Elle a déroulé ses grands thèmes habituels, sur "la valeur travail", la "bataille du plein emploi" qu'elle veut gagner, la modernisation de la France, le renouvellement du dialogue social, la nécessité d'une hausse des bas et moyens salaires, l'investissement massif dans la recherche et la formation... "Les vieilles recettes, a-t-elle dit, ont fait leur temps".

Commentant le soutien de l'ancien Premier ministre italien Silvio Berlusconi à Nicolas Sarkozy, elle a déclaré qu'elle ne voulait pas "de cette Europe à la Berlusconi".

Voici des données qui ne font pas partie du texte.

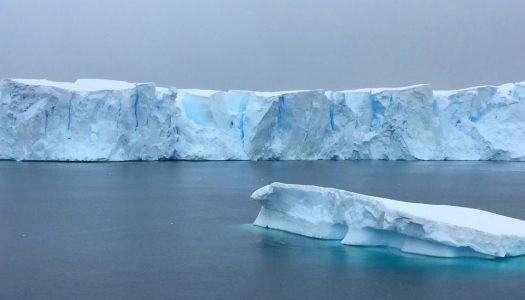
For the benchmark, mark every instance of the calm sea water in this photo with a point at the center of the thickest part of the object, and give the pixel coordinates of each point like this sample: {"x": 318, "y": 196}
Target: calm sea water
{"x": 182, "y": 230}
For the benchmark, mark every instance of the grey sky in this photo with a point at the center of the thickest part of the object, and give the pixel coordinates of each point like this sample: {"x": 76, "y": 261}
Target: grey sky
{"x": 266, "y": 44}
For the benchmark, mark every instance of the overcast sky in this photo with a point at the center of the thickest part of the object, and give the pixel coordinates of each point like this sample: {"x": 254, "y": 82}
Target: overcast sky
{"x": 266, "y": 44}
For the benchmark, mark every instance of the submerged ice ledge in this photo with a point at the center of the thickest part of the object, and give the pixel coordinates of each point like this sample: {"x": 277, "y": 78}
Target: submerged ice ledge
{"x": 94, "y": 119}
{"x": 356, "y": 219}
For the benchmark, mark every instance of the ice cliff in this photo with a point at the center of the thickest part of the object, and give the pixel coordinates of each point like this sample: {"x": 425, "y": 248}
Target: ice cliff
{"x": 93, "y": 119}
{"x": 356, "y": 219}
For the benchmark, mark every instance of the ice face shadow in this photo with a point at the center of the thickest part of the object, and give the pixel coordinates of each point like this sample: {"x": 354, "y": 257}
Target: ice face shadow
{"x": 291, "y": 248}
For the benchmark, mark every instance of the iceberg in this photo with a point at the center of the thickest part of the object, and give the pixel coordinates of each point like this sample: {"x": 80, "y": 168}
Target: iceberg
{"x": 107, "y": 120}
{"x": 361, "y": 220}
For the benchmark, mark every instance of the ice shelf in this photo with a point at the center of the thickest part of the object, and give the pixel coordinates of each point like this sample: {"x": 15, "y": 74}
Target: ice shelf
{"x": 106, "y": 120}
{"x": 356, "y": 219}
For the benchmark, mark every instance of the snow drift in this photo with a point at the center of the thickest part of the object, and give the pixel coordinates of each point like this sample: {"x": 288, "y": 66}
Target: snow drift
{"x": 356, "y": 219}
{"x": 93, "y": 119}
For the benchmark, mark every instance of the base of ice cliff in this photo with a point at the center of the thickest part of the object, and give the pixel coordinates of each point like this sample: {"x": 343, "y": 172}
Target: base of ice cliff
{"x": 104, "y": 120}
{"x": 355, "y": 219}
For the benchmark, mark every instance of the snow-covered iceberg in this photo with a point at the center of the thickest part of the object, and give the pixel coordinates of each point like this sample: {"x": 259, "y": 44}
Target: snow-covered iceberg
{"x": 93, "y": 119}
{"x": 356, "y": 219}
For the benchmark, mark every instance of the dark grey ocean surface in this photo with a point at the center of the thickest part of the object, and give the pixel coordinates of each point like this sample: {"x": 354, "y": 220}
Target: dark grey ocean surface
{"x": 181, "y": 230}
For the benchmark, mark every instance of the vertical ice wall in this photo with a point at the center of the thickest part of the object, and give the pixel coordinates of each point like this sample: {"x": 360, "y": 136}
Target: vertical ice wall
{"x": 111, "y": 120}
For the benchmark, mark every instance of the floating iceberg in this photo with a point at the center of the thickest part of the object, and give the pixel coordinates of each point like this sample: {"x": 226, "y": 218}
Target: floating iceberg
{"x": 356, "y": 219}
{"x": 93, "y": 119}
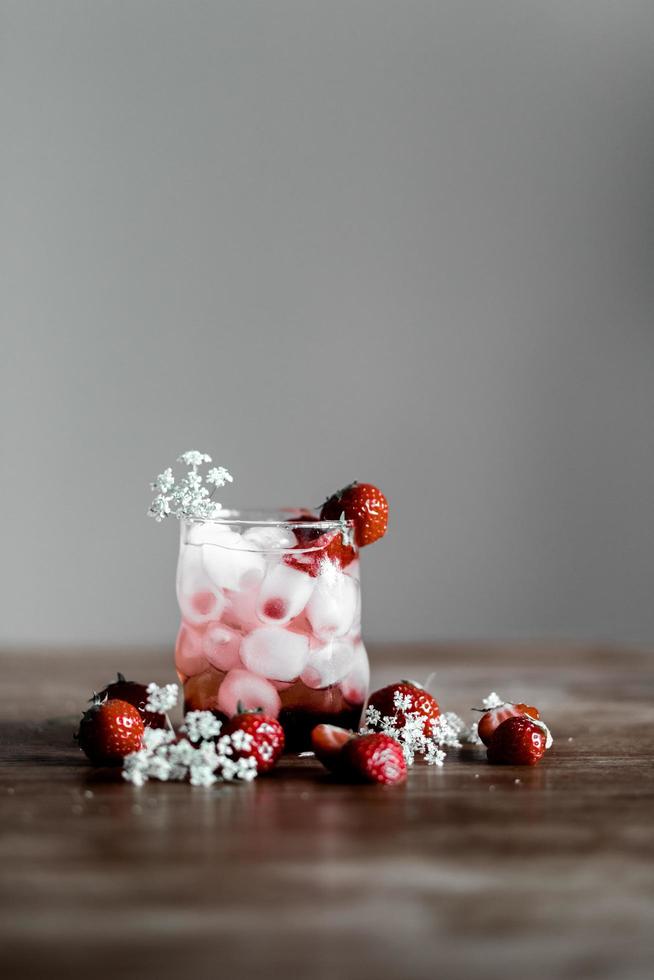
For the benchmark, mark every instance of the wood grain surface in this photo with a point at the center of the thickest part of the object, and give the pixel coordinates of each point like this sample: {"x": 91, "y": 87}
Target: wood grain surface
{"x": 464, "y": 872}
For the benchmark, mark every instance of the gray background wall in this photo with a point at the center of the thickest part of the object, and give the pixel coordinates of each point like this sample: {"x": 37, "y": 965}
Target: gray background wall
{"x": 407, "y": 242}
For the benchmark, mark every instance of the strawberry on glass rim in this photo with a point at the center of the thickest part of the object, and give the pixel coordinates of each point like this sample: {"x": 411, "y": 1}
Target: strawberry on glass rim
{"x": 362, "y": 503}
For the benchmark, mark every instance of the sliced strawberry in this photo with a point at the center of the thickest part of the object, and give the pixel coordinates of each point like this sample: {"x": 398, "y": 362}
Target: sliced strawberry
{"x": 494, "y": 717}
{"x": 329, "y": 547}
{"x": 518, "y": 741}
{"x": 136, "y": 694}
{"x": 363, "y": 504}
{"x": 109, "y": 731}
{"x": 421, "y": 702}
{"x": 267, "y": 737}
{"x": 327, "y": 742}
{"x": 374, "y": 759}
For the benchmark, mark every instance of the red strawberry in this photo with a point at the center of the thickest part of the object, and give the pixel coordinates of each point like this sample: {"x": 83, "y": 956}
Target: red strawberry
{"x": 327, "y": 742}
{"x": 136, "y": 694}
{"x": 518, "y": 741}
{"x": 267, "y": 737}
{"x": 421, "y": 702}
{"x": 363, "y": 504}
{"x": 109, "y": 731}
{"x": 494, "y": 717}
{"x": 329, "y": 547}
{"x": 373, "y": 759}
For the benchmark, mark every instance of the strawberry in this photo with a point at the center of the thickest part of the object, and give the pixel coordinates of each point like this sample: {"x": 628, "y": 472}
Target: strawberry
{"x": 494, "y": 717}
{"x": 328, "y": 548}
{"x": 518, "y": 741}
{"x": 327, "y": 742}
{"x": 373, "y": 759}
{"x": 363, "y": 504}
{"x": 267, "y": 737}
{"x": 110, "y": 730}
{"x": 421, "y": 703}
{"x": 136, "y": 694}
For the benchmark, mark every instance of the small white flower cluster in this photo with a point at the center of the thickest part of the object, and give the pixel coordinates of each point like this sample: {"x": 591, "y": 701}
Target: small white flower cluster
{"x": 446, "y": 730}
{"x": 189, "y": 497}
{"x": 203, "y": 761}
{"x": 204, "y": 757}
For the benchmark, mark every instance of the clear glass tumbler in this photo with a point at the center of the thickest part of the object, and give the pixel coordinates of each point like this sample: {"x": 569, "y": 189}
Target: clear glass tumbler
{"x": 271, "y": 618}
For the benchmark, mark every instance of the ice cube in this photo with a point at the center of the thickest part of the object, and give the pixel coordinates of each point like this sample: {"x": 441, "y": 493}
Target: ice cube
{"x": 355, "y": 685}
{"x": 270, "y": 538}
{"x": 333, "y": 603}
{"x": 284, "y": 594}
{"x": 228, "y": 563}
{"x": 241, "y": 688}
{"x": 198, "y": 599}
{"x": 240, "y": 612}
{"x": 221, "y": 646}
{"x": 328, "y": 663}
{"x": 189, "y": 654}
{"x": 275, "y": 653}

Elle a affirmé qu'elle "tenait bon sur le socle des valeurs de gauche" et invité aussi à se tourner vers "des idées neuves, une nouvelle conception de la croissance économique, les compromis sociaux et en particulier la réforme de la démocratie sociale".

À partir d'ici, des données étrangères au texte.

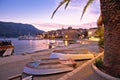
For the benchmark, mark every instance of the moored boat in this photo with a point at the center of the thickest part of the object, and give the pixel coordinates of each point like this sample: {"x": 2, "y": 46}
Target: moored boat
{"x": 46, "y": 66}
{"x": 72, "y": 54}
{"x": 6, "y": 48}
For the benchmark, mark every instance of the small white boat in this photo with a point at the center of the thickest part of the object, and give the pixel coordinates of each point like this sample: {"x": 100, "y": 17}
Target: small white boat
{"x": 6, "y": 48}
{"x": 45, "y": 67}
{"x": 71, "y": 54}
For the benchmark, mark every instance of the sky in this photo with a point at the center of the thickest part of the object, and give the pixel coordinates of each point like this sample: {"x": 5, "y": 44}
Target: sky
{"x": 38, "y": 13}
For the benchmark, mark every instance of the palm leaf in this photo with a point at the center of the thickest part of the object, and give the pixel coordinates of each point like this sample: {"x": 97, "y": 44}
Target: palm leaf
{"x": 86, "y": 6}
{"x": 61, "y": 3}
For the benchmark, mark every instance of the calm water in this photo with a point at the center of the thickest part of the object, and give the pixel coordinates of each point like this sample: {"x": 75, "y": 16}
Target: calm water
{"x": 27, "y": 46}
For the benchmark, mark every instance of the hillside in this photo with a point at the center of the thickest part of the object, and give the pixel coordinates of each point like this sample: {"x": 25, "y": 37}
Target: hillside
{"x": 10, "y": 29}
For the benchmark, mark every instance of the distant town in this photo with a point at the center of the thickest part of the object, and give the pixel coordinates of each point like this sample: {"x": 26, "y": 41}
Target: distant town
{"x": 68, "y": 34}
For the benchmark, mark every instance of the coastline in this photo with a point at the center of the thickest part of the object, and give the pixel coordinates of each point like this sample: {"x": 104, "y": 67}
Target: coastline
{"x": 13, "y": 65}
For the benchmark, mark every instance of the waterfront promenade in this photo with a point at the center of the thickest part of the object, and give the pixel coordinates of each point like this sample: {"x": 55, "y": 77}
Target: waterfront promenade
{"x": 13, "y": 65}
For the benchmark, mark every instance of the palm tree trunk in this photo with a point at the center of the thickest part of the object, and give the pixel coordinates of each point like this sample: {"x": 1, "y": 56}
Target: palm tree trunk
{"x": 110, "y": 10}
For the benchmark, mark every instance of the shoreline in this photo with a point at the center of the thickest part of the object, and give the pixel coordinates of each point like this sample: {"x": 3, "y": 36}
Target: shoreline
{"x": 13, "y": 65}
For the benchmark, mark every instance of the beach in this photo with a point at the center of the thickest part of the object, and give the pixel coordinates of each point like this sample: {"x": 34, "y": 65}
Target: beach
{"x": 13, "y": 65}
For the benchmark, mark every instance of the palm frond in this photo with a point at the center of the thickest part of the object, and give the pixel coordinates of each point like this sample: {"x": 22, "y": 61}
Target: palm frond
{"x": 61, "y": 3}
{"x": 86, "y": 6}
{"x": 67, "y": 3}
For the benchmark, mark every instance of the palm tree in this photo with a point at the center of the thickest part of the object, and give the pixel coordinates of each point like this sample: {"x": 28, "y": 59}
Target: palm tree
{"x": 110, "y": 10}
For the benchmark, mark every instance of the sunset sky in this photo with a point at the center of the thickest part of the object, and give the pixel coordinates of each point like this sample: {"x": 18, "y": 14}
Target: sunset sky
{"x": 38, "y": 13}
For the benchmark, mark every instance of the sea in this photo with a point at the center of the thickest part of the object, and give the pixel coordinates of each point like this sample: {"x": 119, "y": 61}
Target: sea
{"x": 28, "y": 46}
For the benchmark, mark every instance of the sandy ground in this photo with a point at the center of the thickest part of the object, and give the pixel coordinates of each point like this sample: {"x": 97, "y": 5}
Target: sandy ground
{"x": 13, "y": 65}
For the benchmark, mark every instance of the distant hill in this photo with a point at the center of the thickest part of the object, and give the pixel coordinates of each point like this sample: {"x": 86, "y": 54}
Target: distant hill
{"x": 10, "y": 29}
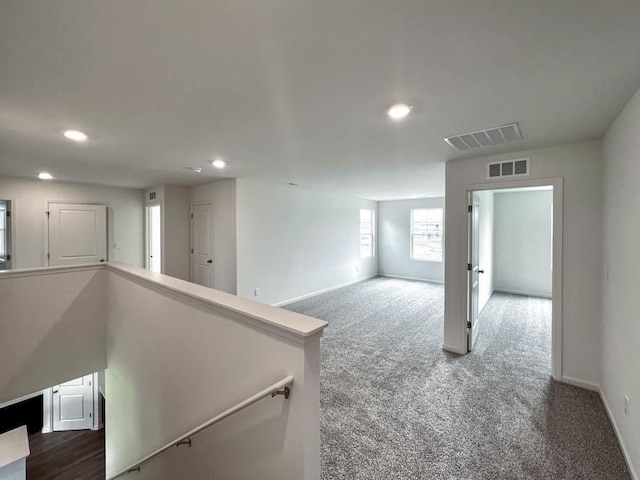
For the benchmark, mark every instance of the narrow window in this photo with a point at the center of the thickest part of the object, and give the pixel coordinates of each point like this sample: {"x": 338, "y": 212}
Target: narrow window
{"x": 426, "y": 234}
{"x": 367, "y": 229}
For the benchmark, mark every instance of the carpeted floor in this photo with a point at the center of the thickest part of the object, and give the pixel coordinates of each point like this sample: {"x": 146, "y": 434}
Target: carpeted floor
{"x": 396, "y": 406}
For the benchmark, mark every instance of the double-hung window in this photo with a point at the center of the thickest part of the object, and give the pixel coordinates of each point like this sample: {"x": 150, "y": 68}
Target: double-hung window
{"x": 367, "y": 236}
{"x": 426, "y": 234}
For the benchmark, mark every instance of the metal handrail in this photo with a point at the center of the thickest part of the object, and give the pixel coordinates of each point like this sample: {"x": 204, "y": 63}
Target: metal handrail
{"x": 283, "y": 387}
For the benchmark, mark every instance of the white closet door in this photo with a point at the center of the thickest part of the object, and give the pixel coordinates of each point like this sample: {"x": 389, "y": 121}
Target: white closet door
{"x": 77, "y": 234}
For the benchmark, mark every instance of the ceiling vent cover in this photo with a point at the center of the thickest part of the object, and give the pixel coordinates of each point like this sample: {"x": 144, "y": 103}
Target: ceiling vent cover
{"x": 485, "y": 138}
{"x": 510, "y": 168}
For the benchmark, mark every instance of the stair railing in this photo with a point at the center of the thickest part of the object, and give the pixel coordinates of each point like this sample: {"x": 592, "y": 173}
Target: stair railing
{"x": 283, "y": 387}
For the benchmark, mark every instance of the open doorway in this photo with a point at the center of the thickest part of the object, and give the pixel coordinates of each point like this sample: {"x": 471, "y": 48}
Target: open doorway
{"x": 514, "y": 252}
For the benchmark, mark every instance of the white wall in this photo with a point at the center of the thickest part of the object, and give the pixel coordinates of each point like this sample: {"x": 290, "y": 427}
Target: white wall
{"x": 621, "y": 310}
{"x": 394, "y": 245}
{"x": 125, "y": 217}
{"x": 580, "y": 165}
{"x": 53, "y": 328}
{"x": 522, "y": 242}
{"x": 222, "y": 196}
{"x": 293, "y": 242}
{"x": 486, "y": 259}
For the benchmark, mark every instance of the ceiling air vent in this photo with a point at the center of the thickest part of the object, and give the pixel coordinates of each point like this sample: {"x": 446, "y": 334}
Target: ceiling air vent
{"x": 485, "y": 138}
{"x": 510, "y": 168}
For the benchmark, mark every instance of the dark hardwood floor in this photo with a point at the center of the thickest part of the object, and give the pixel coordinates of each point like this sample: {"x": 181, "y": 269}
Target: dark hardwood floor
{"x": 75, "y": 455}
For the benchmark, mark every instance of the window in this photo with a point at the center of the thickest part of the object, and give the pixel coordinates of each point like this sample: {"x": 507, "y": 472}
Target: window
{"x": 367, "y": 229}
{"x": 426, "y": 234}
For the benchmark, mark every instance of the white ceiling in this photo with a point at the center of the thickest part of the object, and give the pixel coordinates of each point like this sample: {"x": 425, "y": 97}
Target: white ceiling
{"x": 296, "y": 90}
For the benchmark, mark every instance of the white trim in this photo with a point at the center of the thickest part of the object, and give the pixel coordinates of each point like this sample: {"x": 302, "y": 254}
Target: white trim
{"x": 451, "y": 349}
{"x": 576, "y": 382}
{"x": 97, "y": 421}
{"x": 324, "y": 290}
{"x": 47, "y": 410}
{"x": 402, "y": 277}
{"x": 558, "y": 208}
{"x": 522, "y": 292}
{"x": 625, "y": 451}
{"x": 36, "y": 272}
{"x": 292, "y": 326}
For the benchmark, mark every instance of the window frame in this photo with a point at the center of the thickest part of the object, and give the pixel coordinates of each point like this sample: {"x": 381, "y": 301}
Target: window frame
{"x": 372, "y": 234}
{"x": 412, "y": 235}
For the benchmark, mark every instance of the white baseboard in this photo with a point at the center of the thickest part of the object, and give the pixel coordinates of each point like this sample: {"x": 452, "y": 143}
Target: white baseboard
{"x": 402, "y": 277}
{"x": 325, "y": 290}
{"x": 451, "y": 349}
{"x": 625, "y": 450}
{"x": 522, "y": 292}
{"x": 580, "y": 383}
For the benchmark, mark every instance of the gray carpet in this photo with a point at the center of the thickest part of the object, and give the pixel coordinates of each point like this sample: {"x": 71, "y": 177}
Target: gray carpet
{"x": 396, "y": 406}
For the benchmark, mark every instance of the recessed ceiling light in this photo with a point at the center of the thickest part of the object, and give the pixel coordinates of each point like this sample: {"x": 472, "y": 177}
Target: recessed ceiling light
{"x": 399, "y": 111}
{"x": 75, "y": 135}
{"x": 219, "y": 163}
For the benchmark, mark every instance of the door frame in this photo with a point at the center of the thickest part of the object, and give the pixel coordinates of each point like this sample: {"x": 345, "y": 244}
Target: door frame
{"x": 148, "y": 204}
{"x": 474, "y": 212}
{"x": 557, "y": 249}
{"x": 46, "y": 225}
{"x": 47, "y": 407}
{"x": 211, "y": 241}
{"x": 12, "y": 231}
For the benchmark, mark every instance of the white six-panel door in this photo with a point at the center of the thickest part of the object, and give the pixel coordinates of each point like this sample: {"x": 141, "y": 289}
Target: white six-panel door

"Vous allez choisir le visage et les valeurs de la France, je veux avec vous faire gagner la France et je vous demande de me faire confiance et de mobiliser autour de vous pour que demain je sois la présidente de cette France présidente !", a-t-elle lancé, tandis que des cris et des sifflets d'approbation couvraient régulièrement sa voix.

"Dans une France qui sera fière de son choix, une maison France qui se mettra debout en remettant l'éducation au coeur de tout, en donnant aux familles les moyens de bien élever les enfants, en poussant les énergies, nous avons un devoir de victoire !", a-t-elle conclu.

Elle a longuement salué la foule en délire avant de quitter l'estrade, un grand sourire éclairant son visage fatigué.

La candidate ne s'était pas encore rendue dans la Drôme au cours de sa campagne présidentielle, entamée il y a treize mois pour conquérir l'investiture du PS.